Mr. Rivera would probably not call it a “beautiful image” if Aaron Kuder drew his inspiration from the Ferguson, Missouri looters who ran off into the night with as much liquor and alcohol as they could carry.
Fox also covered the Superman story with straight-news reporting. Brian Henry interviewed Dimitrios Fragiskatos, the manager of Midtown Comics in New York City, and Patrick Colligan, president of the NJ State Policemen’s Benevolent Association, for his July 31 piece.
Mr. Henry never used words like “breathless,” so of course Bleeding Cool’s Rich Johnston wrote up something special to allow his readers to get out their Two Minutes Hate on Fox.
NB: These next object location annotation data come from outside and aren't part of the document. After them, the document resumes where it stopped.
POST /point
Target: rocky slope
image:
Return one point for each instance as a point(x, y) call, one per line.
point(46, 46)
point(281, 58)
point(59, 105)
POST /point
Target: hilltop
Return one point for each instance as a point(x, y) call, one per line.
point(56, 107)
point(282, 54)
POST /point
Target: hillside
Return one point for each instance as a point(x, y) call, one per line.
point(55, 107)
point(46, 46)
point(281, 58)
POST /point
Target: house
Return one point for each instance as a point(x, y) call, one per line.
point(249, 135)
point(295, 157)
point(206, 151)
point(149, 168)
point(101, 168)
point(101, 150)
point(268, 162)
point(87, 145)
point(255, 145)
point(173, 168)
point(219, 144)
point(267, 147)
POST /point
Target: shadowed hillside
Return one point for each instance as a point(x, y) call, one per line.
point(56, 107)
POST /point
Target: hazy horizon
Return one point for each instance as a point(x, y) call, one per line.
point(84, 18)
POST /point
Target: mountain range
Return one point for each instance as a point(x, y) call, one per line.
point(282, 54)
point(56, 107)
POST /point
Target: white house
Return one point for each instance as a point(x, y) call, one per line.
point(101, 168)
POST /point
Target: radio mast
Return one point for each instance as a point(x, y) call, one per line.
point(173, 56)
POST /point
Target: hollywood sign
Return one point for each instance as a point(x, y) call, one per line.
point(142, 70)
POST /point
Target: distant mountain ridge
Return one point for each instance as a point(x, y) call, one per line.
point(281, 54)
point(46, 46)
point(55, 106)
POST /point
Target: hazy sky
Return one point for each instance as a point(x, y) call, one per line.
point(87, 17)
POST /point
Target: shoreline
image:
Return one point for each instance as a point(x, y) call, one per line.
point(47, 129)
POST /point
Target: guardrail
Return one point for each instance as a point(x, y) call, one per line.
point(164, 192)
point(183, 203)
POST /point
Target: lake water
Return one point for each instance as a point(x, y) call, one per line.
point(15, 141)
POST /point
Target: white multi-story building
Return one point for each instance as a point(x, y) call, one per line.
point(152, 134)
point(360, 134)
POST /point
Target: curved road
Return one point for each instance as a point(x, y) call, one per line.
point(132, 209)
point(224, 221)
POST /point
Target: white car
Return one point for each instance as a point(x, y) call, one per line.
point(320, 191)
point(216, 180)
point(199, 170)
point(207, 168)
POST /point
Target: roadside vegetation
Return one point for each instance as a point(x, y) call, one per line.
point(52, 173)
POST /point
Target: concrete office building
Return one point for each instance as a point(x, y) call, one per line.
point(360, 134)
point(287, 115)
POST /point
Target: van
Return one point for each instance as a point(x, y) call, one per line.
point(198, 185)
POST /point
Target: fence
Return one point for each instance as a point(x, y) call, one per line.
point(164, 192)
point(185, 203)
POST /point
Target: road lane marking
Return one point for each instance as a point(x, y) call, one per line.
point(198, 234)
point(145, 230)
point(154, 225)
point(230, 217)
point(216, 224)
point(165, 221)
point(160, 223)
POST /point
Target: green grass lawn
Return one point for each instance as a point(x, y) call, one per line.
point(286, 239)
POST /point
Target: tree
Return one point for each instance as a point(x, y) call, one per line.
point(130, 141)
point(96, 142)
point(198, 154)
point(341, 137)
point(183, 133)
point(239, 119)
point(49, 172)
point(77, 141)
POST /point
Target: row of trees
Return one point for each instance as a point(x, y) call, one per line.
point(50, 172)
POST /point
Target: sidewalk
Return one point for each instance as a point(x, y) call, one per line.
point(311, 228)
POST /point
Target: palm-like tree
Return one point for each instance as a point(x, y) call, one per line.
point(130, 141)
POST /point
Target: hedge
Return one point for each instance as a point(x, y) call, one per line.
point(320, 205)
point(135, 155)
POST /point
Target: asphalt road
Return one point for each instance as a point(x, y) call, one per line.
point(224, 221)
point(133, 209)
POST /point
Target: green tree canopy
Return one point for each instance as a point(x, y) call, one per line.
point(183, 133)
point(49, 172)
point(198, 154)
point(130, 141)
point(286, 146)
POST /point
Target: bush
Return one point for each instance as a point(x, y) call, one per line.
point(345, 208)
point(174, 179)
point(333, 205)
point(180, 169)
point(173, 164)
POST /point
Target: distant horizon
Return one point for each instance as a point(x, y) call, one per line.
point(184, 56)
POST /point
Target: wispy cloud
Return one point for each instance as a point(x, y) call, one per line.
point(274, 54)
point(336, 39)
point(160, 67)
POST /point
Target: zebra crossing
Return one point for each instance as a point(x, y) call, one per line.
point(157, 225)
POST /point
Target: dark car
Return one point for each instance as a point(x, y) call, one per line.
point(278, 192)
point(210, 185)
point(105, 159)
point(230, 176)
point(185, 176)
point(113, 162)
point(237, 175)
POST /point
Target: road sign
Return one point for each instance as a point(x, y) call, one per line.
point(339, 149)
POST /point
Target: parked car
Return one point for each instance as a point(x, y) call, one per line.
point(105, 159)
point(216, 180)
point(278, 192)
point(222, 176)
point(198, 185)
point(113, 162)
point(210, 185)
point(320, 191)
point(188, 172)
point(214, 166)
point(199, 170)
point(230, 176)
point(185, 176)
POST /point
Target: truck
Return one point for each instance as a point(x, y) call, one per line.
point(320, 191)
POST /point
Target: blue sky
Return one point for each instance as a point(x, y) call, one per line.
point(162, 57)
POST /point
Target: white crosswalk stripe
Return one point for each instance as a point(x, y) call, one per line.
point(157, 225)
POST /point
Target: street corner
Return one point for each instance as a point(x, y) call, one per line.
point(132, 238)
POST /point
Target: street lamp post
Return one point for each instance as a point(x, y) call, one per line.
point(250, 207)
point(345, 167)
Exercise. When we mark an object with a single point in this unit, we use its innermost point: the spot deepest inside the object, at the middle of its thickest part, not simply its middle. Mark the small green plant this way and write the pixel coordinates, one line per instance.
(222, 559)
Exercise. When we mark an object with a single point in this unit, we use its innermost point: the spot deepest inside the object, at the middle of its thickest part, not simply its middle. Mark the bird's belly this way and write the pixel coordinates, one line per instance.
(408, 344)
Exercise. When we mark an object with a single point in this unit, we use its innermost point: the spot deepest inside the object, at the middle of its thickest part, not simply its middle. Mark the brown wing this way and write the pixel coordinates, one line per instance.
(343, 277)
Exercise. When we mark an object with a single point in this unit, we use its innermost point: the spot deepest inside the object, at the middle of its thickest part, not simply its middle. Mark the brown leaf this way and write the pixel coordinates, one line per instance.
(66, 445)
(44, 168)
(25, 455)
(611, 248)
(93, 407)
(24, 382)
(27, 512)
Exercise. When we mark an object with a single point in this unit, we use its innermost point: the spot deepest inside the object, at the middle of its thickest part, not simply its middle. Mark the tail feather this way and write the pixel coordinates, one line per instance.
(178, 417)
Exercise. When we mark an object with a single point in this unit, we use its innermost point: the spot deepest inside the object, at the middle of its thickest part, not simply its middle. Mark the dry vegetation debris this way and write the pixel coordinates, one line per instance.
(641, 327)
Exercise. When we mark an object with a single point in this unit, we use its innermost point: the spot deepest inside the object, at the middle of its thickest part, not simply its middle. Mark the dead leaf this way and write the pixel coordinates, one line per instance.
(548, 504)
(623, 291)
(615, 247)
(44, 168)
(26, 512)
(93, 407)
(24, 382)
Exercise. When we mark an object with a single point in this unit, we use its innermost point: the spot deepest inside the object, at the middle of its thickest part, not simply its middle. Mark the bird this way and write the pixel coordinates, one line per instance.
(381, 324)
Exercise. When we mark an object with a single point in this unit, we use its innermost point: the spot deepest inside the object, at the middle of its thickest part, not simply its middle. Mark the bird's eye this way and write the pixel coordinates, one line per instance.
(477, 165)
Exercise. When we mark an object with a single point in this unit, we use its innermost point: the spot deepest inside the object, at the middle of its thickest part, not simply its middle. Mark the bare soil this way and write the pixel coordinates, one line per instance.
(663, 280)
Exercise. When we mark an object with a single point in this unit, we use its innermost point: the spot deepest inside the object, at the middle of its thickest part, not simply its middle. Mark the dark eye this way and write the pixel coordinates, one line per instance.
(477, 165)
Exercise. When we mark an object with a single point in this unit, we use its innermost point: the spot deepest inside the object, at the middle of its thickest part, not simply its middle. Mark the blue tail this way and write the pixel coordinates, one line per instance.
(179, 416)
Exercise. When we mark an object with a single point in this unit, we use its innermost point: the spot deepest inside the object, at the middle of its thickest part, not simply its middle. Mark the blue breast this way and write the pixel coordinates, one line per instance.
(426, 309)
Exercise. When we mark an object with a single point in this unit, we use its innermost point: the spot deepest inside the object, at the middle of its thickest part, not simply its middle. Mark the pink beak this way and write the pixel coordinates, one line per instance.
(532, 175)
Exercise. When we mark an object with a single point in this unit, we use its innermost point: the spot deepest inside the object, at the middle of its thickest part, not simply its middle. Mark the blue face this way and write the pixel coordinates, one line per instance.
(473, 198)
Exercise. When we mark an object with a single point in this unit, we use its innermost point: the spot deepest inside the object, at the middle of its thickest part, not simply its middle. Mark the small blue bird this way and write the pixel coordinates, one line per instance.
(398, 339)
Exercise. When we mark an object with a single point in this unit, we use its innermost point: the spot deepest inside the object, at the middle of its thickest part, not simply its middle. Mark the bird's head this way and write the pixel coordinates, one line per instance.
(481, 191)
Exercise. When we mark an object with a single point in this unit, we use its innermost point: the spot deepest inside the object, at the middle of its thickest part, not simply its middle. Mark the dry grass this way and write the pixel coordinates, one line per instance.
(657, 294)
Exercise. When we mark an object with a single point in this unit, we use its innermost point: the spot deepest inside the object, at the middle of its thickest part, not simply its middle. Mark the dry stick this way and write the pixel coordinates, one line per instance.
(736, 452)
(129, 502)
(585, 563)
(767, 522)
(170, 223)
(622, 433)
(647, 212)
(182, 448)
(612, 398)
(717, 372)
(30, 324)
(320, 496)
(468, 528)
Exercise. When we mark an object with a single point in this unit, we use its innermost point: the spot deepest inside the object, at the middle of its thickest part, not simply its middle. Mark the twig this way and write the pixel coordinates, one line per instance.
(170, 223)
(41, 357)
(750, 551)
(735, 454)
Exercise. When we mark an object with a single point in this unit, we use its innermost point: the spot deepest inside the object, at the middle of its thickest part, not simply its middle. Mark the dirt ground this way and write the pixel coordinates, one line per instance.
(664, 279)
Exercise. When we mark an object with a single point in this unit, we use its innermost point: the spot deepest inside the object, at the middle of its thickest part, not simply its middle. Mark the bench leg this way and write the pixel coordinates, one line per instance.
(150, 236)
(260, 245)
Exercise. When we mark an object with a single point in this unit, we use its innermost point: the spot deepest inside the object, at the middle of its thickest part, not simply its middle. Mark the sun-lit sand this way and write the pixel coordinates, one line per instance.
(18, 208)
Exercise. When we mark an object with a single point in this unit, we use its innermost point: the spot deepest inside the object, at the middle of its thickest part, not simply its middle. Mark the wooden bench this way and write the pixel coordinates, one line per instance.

The interesting thing is, all the people talking about “lies” and “propaganda” never point out the “lies” and “propaganda” in Mr. Henry’s reporting. Even his headline is politically neutral: “Superman fights the police in new comic paralleling Ferguson riots”.
In short, comic book writers in 2015 do not simply see their work as “just” a comic book. Writers like Dan Slott — who has been openly political in his Twitter feed — will trot out that sort of sentiment when they’re exposed by yours truly or writers like Hube at Colossus of Rhodey, but in general they see themselves as social justice foot soldiers.
“Comic books are taking on social issues lately and maybe they should get back to taking on superheroes and making people laugh.”
As long as writers continue shoehorning their personal politics into titles or saying nasty things on social media platforms — while also behaving like Mark “fuck off” Waid when they receive legitimate push back — the industry will continue to founder. It’s a shame, because it doesn’t have to be that way.